En présence de la ministre des Sciences du Canada, l’honorable Kirsty Duncan, du ministre de la Santé et des Services sociaux du Québec, M. Gaétan Barrette, du maire de Montréal M. Denis Coderre et de nombreux invités, le CIUSSS a ainsi marqué l’octroi de 15 millions de dollars sur cinq ans au Centre de commercialisation en immunothérapie du cancer (C3i). Cet investissement du Programme des centres d’excellence en commercialisation et en recherche (CECR) servira à l’élaboration, à l’application et à la commercialisation de l’immunothérapie du cancer. À cet octroi s’ajoutent les contributions d’une valeur de 35 millions de dollars de plus de 40 partenaires industriels ou universitaires. Le gouvernement du Québec, de son côté, a contribué à l’initiative à hauteur de 2,5 millions de dollars. « Tous ces partenaires sont unis par un objectif commun, celui d’intensifier la lutte contre le cancer au moyen de l’immunothérapie », a déclaré le Dr Lambert Busque, médecin en chef du projet.

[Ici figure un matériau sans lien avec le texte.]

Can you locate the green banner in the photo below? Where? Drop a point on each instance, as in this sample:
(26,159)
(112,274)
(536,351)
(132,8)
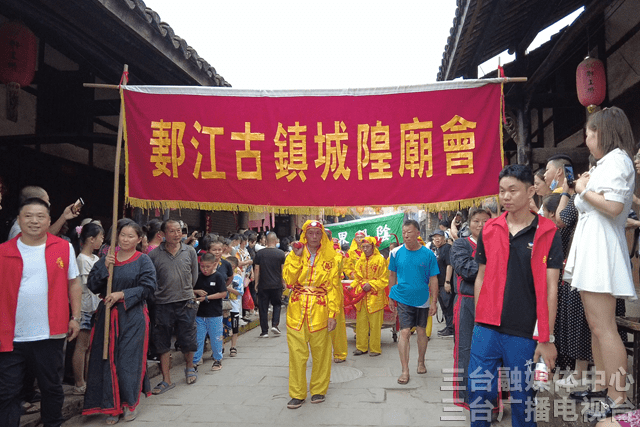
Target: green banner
(382,226)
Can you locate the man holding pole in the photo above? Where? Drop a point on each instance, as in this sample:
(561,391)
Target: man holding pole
(39,274)
(413,279)
(177,271)
(312,271)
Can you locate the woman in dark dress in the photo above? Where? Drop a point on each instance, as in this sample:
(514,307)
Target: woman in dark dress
(114,385)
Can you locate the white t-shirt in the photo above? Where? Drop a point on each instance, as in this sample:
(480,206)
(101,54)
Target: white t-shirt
(32,311)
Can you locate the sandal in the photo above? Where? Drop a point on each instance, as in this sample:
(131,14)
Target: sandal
(162,387)
(79,391)
(191,375)
(30,408)
(112,419)
(403,380)
(130,415)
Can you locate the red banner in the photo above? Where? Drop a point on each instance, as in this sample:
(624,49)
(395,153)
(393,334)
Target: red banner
(435,146)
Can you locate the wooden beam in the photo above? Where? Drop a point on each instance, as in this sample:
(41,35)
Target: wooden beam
(459,37)
(84,141)
(559,50)
(554,100)
(544,10)
(488,31)
(624,39)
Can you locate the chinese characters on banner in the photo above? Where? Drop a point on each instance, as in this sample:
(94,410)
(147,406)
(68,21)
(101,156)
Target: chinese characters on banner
(215,148)
(383,227)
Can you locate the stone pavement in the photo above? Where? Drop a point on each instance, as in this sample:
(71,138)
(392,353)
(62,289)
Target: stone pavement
(252,390)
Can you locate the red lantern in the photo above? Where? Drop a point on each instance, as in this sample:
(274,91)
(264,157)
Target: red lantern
(18,55)
(591,83)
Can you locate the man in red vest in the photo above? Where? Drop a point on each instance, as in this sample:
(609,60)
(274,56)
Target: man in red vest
(39,282)
(519,257)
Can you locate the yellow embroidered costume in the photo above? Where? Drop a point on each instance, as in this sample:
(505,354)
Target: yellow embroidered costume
(339,334)
(372,270)
(353,255)
(313,300)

Yvan Gendron, Denis Coderre, Gaétan Barrette, Kirsty Duncan, Lambert Busque et Christian Baron (UdeM)
Yvan Gendron, Denis Coderre, Gaétan Barrette, Kirsty Duncan, Lambert Busque et Christian Baron (UdeM)

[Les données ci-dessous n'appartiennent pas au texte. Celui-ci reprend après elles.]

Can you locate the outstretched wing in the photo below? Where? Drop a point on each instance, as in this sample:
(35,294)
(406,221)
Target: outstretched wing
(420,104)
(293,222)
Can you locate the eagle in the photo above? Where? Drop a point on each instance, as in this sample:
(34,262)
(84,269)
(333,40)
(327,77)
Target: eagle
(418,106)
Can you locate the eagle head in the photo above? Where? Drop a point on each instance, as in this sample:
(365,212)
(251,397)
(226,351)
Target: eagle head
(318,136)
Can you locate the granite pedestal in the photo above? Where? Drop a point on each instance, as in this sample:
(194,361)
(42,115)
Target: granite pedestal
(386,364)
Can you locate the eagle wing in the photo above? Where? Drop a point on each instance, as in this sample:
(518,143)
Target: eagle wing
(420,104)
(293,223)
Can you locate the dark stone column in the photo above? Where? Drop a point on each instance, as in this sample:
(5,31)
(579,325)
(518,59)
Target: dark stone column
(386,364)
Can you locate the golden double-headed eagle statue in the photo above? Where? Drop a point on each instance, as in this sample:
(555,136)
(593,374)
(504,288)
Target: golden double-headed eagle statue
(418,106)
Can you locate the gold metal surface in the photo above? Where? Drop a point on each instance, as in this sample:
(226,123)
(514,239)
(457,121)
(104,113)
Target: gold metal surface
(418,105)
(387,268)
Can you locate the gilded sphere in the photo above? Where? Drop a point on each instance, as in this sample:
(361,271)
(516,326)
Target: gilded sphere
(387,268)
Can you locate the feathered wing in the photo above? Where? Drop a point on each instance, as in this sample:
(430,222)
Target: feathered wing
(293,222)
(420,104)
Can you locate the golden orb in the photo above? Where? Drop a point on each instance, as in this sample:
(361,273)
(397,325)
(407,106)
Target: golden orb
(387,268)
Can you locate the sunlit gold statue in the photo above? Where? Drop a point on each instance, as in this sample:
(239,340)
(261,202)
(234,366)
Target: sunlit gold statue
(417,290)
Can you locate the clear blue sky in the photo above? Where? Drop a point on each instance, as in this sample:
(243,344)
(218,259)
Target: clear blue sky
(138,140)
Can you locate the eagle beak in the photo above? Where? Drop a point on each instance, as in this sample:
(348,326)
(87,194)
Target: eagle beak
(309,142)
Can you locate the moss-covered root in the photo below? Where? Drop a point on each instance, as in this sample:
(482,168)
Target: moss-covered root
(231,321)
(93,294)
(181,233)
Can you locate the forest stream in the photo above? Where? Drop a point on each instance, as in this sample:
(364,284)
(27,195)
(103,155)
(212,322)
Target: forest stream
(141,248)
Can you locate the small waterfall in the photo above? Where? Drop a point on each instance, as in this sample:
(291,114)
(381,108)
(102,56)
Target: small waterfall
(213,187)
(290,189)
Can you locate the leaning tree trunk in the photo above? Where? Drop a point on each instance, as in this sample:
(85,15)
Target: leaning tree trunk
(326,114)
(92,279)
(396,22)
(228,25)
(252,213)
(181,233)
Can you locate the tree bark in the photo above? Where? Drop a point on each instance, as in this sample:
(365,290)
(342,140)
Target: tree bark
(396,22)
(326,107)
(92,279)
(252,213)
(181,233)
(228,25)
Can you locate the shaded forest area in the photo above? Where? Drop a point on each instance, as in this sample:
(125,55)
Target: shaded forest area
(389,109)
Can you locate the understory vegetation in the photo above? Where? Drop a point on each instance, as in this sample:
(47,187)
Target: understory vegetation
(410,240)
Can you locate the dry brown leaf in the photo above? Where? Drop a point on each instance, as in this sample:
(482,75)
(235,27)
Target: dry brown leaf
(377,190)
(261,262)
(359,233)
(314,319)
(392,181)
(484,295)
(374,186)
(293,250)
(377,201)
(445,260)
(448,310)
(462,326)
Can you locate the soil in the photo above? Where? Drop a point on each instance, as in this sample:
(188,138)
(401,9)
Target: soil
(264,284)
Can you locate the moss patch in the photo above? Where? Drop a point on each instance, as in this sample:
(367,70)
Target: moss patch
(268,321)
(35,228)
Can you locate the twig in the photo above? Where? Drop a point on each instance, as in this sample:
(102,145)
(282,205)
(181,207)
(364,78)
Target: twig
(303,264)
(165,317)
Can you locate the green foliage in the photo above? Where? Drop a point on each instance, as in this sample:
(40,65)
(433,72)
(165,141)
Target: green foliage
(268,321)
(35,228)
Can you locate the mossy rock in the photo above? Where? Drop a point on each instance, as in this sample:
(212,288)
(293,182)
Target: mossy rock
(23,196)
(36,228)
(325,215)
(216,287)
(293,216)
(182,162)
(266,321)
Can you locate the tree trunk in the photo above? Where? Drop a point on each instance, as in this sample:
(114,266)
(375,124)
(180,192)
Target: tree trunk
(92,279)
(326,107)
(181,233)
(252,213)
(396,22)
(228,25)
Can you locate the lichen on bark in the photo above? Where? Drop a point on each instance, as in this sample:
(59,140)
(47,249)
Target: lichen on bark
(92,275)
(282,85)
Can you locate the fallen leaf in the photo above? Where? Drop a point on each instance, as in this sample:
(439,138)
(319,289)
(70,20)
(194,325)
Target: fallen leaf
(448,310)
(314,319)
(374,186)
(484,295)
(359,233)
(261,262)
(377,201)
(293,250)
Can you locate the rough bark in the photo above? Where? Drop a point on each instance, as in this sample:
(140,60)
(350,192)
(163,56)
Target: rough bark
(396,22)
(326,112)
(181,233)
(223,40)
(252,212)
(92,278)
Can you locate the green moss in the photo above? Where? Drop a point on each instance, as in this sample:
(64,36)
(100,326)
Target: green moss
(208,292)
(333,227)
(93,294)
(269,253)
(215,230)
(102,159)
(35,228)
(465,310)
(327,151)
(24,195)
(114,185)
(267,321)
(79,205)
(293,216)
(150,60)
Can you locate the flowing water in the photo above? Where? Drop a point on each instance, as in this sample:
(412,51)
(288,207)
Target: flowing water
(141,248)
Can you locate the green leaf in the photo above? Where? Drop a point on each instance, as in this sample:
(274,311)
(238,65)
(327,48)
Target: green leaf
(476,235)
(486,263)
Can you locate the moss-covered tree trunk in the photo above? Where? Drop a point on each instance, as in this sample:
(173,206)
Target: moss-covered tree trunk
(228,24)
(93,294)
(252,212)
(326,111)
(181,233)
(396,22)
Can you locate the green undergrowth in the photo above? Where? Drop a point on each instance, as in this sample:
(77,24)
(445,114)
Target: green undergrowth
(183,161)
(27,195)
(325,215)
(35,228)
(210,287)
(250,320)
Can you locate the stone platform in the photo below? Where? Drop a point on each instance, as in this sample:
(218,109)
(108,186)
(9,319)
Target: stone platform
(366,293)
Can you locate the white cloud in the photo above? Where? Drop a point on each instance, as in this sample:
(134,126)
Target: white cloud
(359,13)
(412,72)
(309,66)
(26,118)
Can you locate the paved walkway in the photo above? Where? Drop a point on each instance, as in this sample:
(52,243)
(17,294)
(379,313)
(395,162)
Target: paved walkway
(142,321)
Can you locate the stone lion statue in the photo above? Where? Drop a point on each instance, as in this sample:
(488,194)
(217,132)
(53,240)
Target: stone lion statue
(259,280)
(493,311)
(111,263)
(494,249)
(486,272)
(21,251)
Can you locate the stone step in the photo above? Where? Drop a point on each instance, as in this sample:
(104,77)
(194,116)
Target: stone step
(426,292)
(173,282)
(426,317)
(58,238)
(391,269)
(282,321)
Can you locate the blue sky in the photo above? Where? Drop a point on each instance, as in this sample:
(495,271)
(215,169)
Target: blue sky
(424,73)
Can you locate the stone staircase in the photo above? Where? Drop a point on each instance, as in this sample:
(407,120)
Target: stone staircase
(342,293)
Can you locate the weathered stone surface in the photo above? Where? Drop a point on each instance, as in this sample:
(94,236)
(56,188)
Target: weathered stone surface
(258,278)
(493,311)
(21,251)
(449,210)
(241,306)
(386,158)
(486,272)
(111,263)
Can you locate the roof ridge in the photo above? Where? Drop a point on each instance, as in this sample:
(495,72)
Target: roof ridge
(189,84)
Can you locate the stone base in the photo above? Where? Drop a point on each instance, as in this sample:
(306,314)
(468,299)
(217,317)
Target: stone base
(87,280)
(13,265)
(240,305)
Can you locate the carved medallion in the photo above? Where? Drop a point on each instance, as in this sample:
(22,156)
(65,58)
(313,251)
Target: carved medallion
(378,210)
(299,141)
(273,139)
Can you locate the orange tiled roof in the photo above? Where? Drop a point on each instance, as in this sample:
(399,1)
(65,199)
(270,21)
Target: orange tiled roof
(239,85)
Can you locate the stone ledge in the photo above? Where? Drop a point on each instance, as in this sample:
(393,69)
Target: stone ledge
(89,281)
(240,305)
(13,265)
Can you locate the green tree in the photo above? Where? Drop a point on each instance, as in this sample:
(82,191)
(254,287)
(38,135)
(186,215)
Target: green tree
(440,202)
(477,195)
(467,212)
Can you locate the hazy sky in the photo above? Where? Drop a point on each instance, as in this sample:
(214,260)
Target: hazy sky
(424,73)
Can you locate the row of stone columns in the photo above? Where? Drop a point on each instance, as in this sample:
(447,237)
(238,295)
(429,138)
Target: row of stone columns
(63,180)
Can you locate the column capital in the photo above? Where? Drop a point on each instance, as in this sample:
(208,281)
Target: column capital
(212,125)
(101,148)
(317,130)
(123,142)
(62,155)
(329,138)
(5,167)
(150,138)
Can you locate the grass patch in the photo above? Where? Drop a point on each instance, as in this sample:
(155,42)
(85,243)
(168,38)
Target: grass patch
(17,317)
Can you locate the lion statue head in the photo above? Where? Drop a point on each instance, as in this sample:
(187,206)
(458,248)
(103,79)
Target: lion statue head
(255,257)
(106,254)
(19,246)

Le C3i facilitera l’accès des patients aux immunothérapies novatrices en matière de soins oncologiques. Rattaché à l’Hôpital Maisonneuve-Rosemont, le centre agira comme guichet unique pour l’élaboration, l’application et la commercialisation de thérapies révolutionnaires.

Une combinaison de trois services
Le C3i combinera trois services qui travailleront en collaboration pour offrir aux patients des tests diagnostiques de pointe (biomarqueurs), des médicaments-cellules capables de lutter contre le cancer qui seront produits dans le Centre d’excellence en thérapie cellulaire (CETC) de l’Hôpital Maisonneuve-Rosemont, et un accès plus rapide à des traitements plus efficaces et abordables.

Le CIUSSS de l’Est-de-l’Île-de-Montréal tient aussi à souligner l’appui du scientifique en chef du Québec, Rémi Quirion, ainsi que celui de la Fondation de l’Hôpital Maisonneuve-Rosemont dans toute cette entreprise qui promet de contribuer à propulser le Canada comme chef de file en matière d’immunothérapie du cancer.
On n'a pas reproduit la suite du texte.